Are long VM instance spin-up times in the cloud costing you money?
Are long VM instance spin-up times in the cloud costing you money? That's the question that immediately came to mind when James Urquhart, in an interview at the Stata Conference, made this thought provoking comment: the faster you can get the resources into the hands of the people who use them, the more money you save overall.
One of the many super powers of the cloud is elasticity, the ability to dynamically acquire and release resources in response to demand. But like any good superhero, their strength must also form the basis of a not quite fatal flaw. Years and years of angsty episodes are usually required to explore this contradiction.
In the case of the cloud, the weakness reveals itself in slow VM spin-up times. Spinning up a VM in EC2 can take a little as 1-3 minutes, or can average 5-10 minutes, or it can take much longer if there's heavy usage in your availability zone. EC2 is not alone. A common complaint about Google App Engine is the cold-start problem. When a request comes in, an application must be initialized to handle it, which takes time, which means the end-user experiences increased latency.
This means with VM oriented systems--be they IaaS or PaaS--your ability to deal with bursty traffic is much more limited in the cloud than you might have expected. You could of course reserve capacity, but that kind of defeats the point of elasticity, and really just moves the point where the problem occurs further down the curve. App Engine will have a feature to keep warm instances around, but you will pay for those too, which again defeats the point of on-demand pay for what you use elasticity.
All this might not matter, if it weren't for the idea that those spin-up times could cost you. Joe Weinman has taken a more formal look at this problem in his paper Time is Money: The Value of “On-Demand," and this is the paper James was referring to when he made his observation.
Joe Weinman, as the founder of Cloudonomics, a rigorous analytical approach leveraging mathematics and Monte Carlo simulation to characterize the sometimes counterintuitive multi-dimensional business of cloud computing and pay-per-use business models, has written a string of interesting papers on his website. Some of the titles include: Smooth Operator: The Value of Demand Aggregation (PDF); Cloud Computing is NP-Complete (PDF); Mathematical Proof of the Inevitability of Cloud Computing(PDF). At the core of these papers are many many pages of rigorous mathematical analysis, but fortunately this creamy goodness is bookended with chocolatey cookies explaining what it all means.
From the abstract of Time is Money: The Value of “On-Demand” :
Cloud computing and related services offer resources and services "on demand." Examples include access to "video on demand" via IPTV or over-the-top streaming; servers and storage allocated on demand in "infrastructure as a service;" or "software as a service" such as customer relationship management or sales force automation. Services delivered "on demand" certainly sound better than ones provided "after an interminable wait," but how can we quantify the value of on-demand, and the scenarios in which it creates compelling value?

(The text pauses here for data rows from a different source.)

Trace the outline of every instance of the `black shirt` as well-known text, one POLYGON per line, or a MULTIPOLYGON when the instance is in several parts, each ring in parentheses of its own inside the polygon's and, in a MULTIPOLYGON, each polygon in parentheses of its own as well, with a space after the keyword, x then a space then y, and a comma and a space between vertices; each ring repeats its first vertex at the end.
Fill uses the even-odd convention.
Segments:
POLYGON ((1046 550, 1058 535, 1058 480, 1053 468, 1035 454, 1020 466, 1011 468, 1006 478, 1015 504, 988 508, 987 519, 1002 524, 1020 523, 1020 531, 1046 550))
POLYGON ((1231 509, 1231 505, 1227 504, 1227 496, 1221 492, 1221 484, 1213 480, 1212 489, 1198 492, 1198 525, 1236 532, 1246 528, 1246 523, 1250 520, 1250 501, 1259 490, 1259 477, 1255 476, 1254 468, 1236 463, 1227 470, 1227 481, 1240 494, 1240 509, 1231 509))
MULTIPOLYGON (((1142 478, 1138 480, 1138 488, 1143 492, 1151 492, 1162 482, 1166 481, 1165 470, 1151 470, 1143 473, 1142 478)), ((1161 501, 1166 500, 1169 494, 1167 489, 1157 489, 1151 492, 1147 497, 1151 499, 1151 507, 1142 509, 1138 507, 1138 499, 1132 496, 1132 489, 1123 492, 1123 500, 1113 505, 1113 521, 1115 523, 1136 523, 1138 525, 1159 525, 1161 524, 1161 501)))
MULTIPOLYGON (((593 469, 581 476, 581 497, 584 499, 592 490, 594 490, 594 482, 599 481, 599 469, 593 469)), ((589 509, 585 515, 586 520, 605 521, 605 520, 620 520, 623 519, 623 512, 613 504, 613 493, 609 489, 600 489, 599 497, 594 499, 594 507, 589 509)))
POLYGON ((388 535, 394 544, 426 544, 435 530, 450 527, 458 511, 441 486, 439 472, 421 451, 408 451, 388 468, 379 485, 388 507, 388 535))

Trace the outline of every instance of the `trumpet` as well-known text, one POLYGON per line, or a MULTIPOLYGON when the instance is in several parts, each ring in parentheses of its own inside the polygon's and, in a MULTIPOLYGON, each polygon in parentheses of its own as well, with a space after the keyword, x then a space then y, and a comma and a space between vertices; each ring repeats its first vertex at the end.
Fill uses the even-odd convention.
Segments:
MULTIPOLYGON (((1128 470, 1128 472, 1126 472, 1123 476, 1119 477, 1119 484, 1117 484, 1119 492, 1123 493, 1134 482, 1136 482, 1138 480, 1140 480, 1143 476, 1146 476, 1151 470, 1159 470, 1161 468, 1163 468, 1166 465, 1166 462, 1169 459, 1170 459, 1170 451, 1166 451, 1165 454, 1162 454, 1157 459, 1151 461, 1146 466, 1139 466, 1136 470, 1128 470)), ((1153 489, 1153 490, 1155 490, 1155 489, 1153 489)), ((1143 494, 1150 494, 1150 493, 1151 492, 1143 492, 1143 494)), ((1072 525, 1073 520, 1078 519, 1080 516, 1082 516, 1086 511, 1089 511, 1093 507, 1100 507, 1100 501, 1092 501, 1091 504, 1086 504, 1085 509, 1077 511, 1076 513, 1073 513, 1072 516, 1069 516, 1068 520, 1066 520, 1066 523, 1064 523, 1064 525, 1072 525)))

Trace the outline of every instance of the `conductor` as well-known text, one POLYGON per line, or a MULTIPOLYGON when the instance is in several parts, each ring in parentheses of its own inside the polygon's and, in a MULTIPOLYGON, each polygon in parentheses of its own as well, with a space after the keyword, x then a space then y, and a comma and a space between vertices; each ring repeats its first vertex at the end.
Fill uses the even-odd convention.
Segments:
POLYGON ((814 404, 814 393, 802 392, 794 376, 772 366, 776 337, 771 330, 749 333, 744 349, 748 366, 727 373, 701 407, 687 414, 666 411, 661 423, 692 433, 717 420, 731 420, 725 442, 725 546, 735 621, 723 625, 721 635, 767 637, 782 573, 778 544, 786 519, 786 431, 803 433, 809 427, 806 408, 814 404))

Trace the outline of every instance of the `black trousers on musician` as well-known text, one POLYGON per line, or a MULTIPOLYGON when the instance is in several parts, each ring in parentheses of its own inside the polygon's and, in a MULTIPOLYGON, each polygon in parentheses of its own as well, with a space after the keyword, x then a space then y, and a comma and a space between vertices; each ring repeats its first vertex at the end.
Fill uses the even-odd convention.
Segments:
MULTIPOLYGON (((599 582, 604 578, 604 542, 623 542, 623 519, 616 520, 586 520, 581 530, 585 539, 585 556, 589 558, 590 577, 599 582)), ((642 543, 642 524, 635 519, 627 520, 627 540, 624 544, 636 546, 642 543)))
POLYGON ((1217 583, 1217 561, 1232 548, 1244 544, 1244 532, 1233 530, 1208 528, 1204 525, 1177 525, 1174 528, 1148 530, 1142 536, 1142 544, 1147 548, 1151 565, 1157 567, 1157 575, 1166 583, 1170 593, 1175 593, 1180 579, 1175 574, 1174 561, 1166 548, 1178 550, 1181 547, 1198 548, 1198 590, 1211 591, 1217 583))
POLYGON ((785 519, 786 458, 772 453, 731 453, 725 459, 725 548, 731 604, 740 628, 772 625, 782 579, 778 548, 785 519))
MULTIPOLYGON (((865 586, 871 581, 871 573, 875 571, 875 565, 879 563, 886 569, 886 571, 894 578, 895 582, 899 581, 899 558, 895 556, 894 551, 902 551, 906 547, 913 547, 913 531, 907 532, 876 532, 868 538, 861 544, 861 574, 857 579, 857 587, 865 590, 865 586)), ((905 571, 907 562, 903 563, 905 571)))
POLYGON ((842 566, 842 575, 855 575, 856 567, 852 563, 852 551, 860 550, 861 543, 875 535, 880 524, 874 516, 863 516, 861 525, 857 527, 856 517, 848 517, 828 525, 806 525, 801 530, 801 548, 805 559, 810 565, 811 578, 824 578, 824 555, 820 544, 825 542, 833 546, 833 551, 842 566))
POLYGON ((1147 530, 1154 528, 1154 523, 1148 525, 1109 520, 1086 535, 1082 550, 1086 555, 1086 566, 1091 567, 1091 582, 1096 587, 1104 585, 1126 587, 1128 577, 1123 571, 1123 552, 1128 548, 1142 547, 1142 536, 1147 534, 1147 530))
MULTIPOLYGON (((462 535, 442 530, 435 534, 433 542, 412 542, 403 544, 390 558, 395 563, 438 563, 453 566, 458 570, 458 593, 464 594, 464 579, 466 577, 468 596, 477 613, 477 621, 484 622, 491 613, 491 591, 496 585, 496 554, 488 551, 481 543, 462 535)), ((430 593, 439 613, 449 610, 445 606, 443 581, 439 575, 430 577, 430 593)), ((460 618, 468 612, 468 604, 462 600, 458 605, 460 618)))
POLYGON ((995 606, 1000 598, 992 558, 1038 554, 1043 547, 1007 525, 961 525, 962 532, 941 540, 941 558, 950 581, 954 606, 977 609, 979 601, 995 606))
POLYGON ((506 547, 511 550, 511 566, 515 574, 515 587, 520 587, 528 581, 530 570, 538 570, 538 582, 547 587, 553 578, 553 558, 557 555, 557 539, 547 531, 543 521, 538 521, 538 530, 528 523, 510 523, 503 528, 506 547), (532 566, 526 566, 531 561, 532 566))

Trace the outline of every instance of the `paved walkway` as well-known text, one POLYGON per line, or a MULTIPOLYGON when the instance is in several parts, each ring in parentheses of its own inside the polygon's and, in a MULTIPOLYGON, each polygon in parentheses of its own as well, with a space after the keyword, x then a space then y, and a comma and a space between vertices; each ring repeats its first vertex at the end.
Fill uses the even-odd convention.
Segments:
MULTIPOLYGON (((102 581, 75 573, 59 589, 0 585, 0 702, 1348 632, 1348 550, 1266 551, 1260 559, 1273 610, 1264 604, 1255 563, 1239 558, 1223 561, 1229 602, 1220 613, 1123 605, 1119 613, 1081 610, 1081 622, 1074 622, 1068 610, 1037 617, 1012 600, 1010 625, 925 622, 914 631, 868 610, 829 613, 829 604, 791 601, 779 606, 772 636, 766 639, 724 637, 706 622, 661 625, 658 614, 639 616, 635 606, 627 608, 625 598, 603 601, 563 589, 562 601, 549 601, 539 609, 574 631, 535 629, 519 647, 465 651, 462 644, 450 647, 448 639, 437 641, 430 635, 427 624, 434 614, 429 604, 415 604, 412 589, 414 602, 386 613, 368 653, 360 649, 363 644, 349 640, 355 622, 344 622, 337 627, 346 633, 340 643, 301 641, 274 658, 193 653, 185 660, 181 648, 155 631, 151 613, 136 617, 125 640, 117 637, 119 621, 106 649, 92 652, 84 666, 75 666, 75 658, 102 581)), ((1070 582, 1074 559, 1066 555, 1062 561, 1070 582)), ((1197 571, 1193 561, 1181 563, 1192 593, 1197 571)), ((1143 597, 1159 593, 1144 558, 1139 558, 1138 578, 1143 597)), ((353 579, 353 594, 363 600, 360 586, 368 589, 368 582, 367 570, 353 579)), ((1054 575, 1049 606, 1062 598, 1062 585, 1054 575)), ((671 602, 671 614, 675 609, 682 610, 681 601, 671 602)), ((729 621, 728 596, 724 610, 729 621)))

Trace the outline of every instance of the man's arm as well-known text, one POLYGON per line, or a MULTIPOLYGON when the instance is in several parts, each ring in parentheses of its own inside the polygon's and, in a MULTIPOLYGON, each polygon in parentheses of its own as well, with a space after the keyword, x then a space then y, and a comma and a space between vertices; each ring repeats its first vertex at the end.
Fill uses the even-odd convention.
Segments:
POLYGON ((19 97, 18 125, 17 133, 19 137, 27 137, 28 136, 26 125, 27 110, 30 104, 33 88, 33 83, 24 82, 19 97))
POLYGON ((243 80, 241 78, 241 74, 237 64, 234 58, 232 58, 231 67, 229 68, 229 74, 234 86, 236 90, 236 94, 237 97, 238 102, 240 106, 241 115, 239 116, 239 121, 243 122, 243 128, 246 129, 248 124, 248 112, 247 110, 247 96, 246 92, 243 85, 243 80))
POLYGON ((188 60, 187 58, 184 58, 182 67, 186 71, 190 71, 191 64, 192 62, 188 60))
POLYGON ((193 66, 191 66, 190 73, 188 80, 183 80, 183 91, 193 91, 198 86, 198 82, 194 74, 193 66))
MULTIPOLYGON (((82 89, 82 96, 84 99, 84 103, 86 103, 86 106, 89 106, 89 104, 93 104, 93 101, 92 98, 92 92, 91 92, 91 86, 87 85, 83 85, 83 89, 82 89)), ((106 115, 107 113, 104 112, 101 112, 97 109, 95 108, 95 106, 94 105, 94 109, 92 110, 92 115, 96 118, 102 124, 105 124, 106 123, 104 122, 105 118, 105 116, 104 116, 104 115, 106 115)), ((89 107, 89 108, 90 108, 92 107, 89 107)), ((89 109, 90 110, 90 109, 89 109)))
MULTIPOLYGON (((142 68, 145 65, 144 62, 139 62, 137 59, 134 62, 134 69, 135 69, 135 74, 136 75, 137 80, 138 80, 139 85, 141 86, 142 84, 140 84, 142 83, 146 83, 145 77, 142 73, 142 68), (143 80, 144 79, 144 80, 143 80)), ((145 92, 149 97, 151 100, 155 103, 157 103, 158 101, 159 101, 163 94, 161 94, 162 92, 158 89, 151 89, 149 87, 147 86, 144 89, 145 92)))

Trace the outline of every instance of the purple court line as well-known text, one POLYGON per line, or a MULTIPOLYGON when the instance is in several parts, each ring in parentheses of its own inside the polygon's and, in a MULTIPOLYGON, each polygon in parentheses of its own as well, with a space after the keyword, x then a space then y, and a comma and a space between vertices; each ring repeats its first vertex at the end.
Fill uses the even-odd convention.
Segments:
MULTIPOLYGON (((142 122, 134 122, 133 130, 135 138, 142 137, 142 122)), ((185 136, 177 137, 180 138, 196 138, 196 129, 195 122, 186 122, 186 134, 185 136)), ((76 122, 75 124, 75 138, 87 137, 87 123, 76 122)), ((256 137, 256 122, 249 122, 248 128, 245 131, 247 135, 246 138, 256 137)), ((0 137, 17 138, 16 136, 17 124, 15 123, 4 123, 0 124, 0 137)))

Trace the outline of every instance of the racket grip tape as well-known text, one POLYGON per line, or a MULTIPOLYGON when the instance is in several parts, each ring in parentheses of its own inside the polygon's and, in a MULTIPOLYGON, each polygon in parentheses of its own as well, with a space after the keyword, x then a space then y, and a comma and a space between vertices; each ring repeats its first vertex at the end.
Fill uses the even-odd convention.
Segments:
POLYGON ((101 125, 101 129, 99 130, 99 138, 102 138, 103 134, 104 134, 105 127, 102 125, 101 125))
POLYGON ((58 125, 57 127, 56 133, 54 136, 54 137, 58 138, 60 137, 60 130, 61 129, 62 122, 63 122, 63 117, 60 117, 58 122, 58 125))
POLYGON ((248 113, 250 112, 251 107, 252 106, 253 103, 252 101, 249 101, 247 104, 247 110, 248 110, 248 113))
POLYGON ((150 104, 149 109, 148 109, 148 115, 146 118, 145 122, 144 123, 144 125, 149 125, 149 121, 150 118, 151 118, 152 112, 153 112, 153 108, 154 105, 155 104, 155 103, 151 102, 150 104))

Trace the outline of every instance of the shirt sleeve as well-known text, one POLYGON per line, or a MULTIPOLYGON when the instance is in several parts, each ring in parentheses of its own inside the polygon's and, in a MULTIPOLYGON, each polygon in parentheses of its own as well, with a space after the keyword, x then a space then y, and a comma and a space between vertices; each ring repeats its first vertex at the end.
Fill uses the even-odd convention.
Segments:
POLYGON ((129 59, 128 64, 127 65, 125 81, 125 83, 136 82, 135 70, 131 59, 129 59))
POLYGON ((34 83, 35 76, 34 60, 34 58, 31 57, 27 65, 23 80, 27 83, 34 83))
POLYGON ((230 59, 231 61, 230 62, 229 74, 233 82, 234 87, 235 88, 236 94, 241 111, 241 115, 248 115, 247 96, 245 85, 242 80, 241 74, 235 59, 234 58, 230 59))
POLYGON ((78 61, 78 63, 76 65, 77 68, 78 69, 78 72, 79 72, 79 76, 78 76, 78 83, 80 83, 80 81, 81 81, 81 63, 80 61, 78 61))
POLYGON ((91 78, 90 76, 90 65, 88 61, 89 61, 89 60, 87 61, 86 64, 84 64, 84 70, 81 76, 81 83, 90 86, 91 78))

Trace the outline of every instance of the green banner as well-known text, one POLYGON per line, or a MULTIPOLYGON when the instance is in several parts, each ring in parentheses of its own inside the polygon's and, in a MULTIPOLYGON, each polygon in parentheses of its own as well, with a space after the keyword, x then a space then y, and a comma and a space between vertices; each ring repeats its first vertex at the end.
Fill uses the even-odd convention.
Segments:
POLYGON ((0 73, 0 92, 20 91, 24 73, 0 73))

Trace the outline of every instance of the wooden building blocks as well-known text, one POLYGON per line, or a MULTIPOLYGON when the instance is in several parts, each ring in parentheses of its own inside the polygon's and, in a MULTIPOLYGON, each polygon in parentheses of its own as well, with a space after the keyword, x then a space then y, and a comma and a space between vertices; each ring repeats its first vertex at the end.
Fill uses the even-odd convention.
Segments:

We show that the benefits of on-demand provisioning depend on the interplay of demand with forecasting, monitoring, and resource provisioning and de-provisioning processes and intervals, as well as likely asymmetries between excess capacity and unserved demand.
In any environment with constant demand or demand which may be accurately forecasted to an interval greater than the provisioning interval, on-demand provisioning has no value. However, in most cases, time is money. For linear demand, loss is proportional to demand monitoring and resource provisioning intervals. However, linear demand functions are easy to forecast, so this benefit may not arise empirically.
For exponential growth, such as found in social networks and games, any non-zero provisioning interval leads to an exponentially growing loss, underscoring the critical importance of ondemand in such environments.
For environments with randomly varying demand where the value at a given time is independent of the prior interval—similar to repeated rolls of a die—on-demand is essential, and generates clear value relative to a strategy of fixed resources, which in turn are best overprovisioned.
For demand where the value is a random delta from the prior interval—similar to a Random Walk—there is a moderate benefit from time compression. Specifically, reducing process intervals by a factor of n results in loss being reduced to a level of 1/square root of n of its prior value. Thus, a two-fold reduction in cost requires a four-fold reduction in time.
Finally, behavioral economic factors and cognitive biases such as hyperbolic discounting, perception of wait times, neglect of probability, and normalcy and other biases modulate the hard dollar costs addressed here.
The degree of effect is related to traffic patterns:
We have seen that not only is there a time value of money, there is a money value of time, specifically, increased agility and responsiveness lead to reduced loss, including a reduction in missed opportunities. Time is money.
From a business perspective, one has to ask whether the reduction in monitoring or provisioning time that potentially results in reduced loss due to unserved demand or unused resources is worth it. I believe in most cases the answer is yes. The reason is that the costs of implementing such on-demand strategies are largely fixed, are a relatively minor portion of the total cost, or are already incorporated, say, into a cloud provider's offerings. For example, the cost for an enterprise or cloud provider to acquire and deploy dynamic provisioning software compared to the losses associated with unserved demand or unutilized capacity make it an attractive proposition.
For linearly growing or declining demand, a reduction in time (monitoring cycle or resource provisioning) offers a proportional reduction in cost.
For exponential demand, the loss associated with even fixed interval provisioning grows exponentially, so on-demand provisioning is essential.
The VM spin-up interval is your period of lost opportunity. If your traffic is bursty and/or growing exponentially, then you may be losing out on more profitable opportunities than you thought, because cloud elasticity doesn't match demand elasticity. While not quite the cloud's kryptonite, it is a flaw worth considering in your architecture.